Am 28. Februar wurde am Theater Görlitz Enjott Schneiders Vertonung von Gerhart Hauptmanns "Bahnwärter Thiel" uraufgeführt (lesen Sie dazu bitte die Opernnetz-Rezension). Im Backstage-Interview äußert Regisseur Aron Stiehl Gedanken zu seiner Inszenierung.

Opernnetz: Die Thematik Gerhart Hauptmanns wirkt doch antiquiert. Was hat Sie an dem Schicksal des Bahnwärters Thiel fasziniert?

Aaron Stiehl: Am Schicksal des Bahnwärters Thiel faszinierte mich besonders seine Spannung zwischen seiner ersten Frau Minna und seiner zweiten Frau Lene. Ähnlich wie bei Wagner spaltet er die Frau in Hure und Heilige.
Das Thema ist keinesfalls antiquiert, sondern zeigt eines unserer Grundprobleme, die unabhängig von der Zeit sind: Unser Problem, mit Sexualität frei umzugehen; die zwei Pole des Menschen: Die Seele und der ihr verwandte Geist des Menschen auf der einen Seite, der Körper auf der anderen. Die Unmöglichkeit, ein Gleichgewicht zwischen den beiden Polen herzustellen. Thiel wird Lene hörig und hasst sich dafür, kann aber nicht aus seiner Abhängigkeit heraus. Als Reaktion darauf mystifiziert er seine verstorbene Frau Minna zur Heiligen und versucht sich dadurch von seinem "sündigen" Leben zu reinigen.

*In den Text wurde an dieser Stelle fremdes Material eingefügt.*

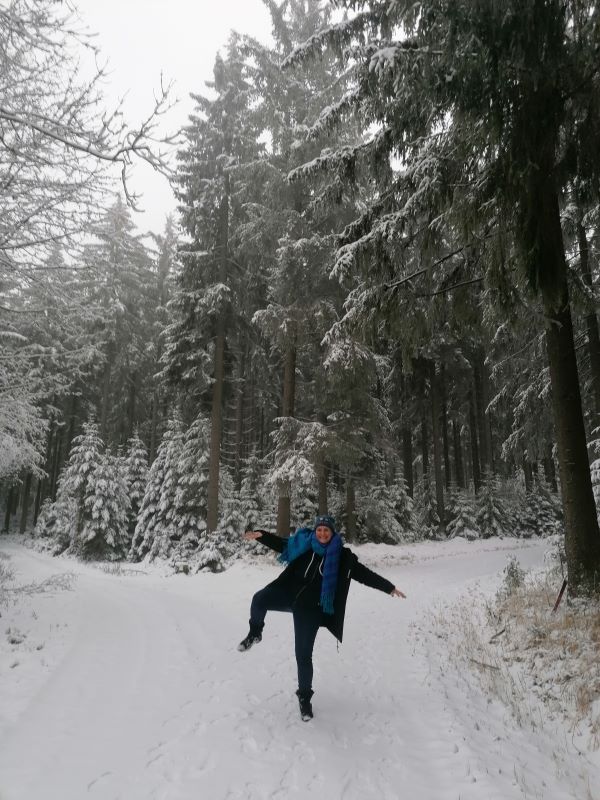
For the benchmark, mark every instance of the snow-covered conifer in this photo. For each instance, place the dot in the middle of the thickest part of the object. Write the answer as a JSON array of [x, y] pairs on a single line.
[[491, 518], [428, 521], [155, 531], [136, 475], [461, 512], [106, 507], [191, 494], [67, 516]]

Opernnetz: Der Konflikt von Sexualität und Moral, verknüpft mit der Welt des Irrationalen und der unwirtlichen Realität legt doch die Verlegung ins Esoterische nahe. Sie haben sich dieser nahe liegenden Verirrung verweigert: Was ist Ihre "Botschaft" für uns hier und jetzt Existierende?

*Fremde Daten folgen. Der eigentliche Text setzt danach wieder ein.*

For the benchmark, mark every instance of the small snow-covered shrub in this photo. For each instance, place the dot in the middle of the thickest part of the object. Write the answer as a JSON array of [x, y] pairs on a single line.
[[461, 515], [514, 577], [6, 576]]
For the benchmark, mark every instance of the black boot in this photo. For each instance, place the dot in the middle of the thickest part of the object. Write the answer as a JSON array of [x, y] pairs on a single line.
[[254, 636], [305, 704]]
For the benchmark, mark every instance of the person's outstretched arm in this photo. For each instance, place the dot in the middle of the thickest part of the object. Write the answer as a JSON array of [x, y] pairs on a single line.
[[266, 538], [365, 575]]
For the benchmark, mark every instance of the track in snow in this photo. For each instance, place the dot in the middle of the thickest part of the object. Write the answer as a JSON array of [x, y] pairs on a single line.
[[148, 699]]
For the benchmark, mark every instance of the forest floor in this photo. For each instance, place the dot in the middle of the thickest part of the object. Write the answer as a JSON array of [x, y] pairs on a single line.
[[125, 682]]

Stiehl: Die Botschaft des Thiel? Schwierige Frage... Thiel gibt keine Antwort, er stellt nur weitere Fragen. Gibt es einen Sinn im Leben? Wird man nicht am Leben irre? Gibt es eine Lösung? Gerechtigkeit?
Thiel wird am Ende irre an sich selbst, er hält die Spannung seines Lebens nicht mehr aus. Er flüchtet sich in seine Welt. Für niemanden mehr erreichbar. Er sitzt am Ende der Oper allein auf den Gleisen und liest dem toten Tobias aus seinem Sparkassenbuch vor - zu Klängen, die an Mozart erinnern. Ein seltsam ruhiger, fast versöhnlicher, friedlicher Schluss. Vielleicht ist Thiel in seiner jetzigen Welt sogar glücklich, wer weiß...
Was ist Realität? Für Thiel existiert eine andere, als bei der Dorfbevölkerung. Aber welche Realität ist die Richtige? Jeder lebt in seiner eigenen Vorstellung, in seiner eigenen Welt. Deshalb auch die Unfähigkeit zur Kommunikation miteinander.
So unglaublich das klingt, aber Thiel hat seine Ruhe im Wahnsinn gefunden. Innerhalb des Lebens gibt es keinen endgültigen Frieden, die Spannung ist in uns. Deshalb brauchen wir Kunst, Musik, um diese auszudrücken, zu verarbeiten. Wir Menschen wissen um das Ideal, können es aber nicht erreichen. Dies macht uns krank. Ein Trost liegt in der Musik, in der Natur.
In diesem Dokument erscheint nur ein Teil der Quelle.